Mistletoe in winter trees

Those round things high up in the trees are not nests. That is mistletoe. You can understand why the Celts thought it had magical properties. It is part of the tree that is still green (sorry my photo does not show that so well) and so in the depth of winter  holds the promise of spring. That is the reason why it is used in Christmas and New Year celebrations.
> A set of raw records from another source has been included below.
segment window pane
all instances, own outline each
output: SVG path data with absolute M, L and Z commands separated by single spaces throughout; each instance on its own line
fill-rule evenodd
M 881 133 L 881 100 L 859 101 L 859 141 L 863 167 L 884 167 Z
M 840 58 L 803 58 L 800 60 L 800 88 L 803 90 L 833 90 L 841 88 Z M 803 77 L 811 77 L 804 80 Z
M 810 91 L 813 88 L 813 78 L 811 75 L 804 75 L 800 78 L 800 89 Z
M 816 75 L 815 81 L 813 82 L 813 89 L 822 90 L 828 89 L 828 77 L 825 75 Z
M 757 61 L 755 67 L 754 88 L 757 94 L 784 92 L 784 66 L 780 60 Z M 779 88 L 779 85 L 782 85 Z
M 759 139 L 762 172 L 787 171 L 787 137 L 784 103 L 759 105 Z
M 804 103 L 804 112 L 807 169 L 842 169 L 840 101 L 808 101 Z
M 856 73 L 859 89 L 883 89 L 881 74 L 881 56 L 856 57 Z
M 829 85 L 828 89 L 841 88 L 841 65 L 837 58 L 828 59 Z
Mistletoe is also a symbol of male fertility. The berries if you squeeze them give off a sticky white juice that looks similar to semen. This sticky juice is the mechanism that the plant uses to propagate itself. Mistletoe is a parasite. Its roots are not in the soil but the branches of its host tree. So unlike other plants (but like Onan), if its seed falls to the ground it is barren. The seeds can only germinate if they are attached to the branch of another tree.  Birds do this when they eat the berries.  They wipe their beaks clean on another branch and the sticky juice attaches any uneaten seeds to a new host.

Anyway, when I saw this out of my car window I was struck by the thought that mistletoe  is also a metaphor for catataxis. Mistletoe has its roots not in the ground but in the sky. As a parasite, it is a second order plant. A sky borne floating plant that belongs at a different level and follows different rules.